Running a hand through her short curls, July considered going downstairs and across the courtyard to knock on the new tenants’ door, but something about those two men bothered her.
The Stravanos brothers weren’t very approachable. They rarely returned her greetings and never smiled. Often, she’d seen them arguing. They kept late hours and entertained a parade of unsavory characters coming and going at odd times.
Come to think of it, maybe the lurking cowboy was a friend of theirs. He seemed their type—broody, dark, unpleasant. But why hang out in the alleyway? Was he homeless?
July stood on her tiptoes, planted both palms on the counter, and leaned forward for a closer look, her nose pressed flat against the windowpane. Despite his down-on-your-luck appearance, the man was undeniably gorgeous.
The way he carried himself intrigued her. He moved with the controlled grace of an athlete—fluid, confident, unflappable. Heck, he even slouched sexily.
The November wind gusted, swirling debris into the air. The man turned up his collar and his profile. Something about him put July in mind of her favorite country singer, Brad Paisley.
Her heart beat a little faster. Oh, come on, she couldn’t be attracted to him, for heaven’s sake. He was homeless, or worse…
July Desiree, you of all people should know you can’t make snap judgments. Everyone deserves the benefit of the doubt.

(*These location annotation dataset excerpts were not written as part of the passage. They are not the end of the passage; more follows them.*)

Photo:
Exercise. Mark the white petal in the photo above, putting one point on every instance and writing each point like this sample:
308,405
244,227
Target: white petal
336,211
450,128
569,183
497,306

The cowboy cast furtive glances around the alley, looking first left, then right. Finally, he ambled over to the dumpster that was wedged near the chain-link fence and disappeared from view.
Hmm, where had he gone?
Placing one knee on the kitchen counter and boosting herself up, she had to crane her neck at an odd angle to see him.
He looked around again, apparently satisfied no one was watching, then climbed into the dumpster and rummaged inside the garbage bin, giving July a glimpse of his butt.
My goodness. July gulped and laid a palm across her chest. What a glorious tushy.
He searched for several minutes. Finally, shaking his head, the man straightened, dusted his hands against the seat of his jeans, and climbed out of the dumpster.
What was he looking for? Was the poor cowboy so hungry, he’d been reduced to pillaging for discarded food?
Her heart wrenched, and her natural crusading instincts kicked into overdrive. Nothing captured July’s interest quicker than a worthy cause. And this guy had “cause” written all over him in neon letters.
Talk about a diamond in the rough. Despite his disheveled exterior, July saw something special shining through. Shave him, shower him, dress him in new clothing, and July would bet her last nickel he’d make a male version of Eliza Doolittle.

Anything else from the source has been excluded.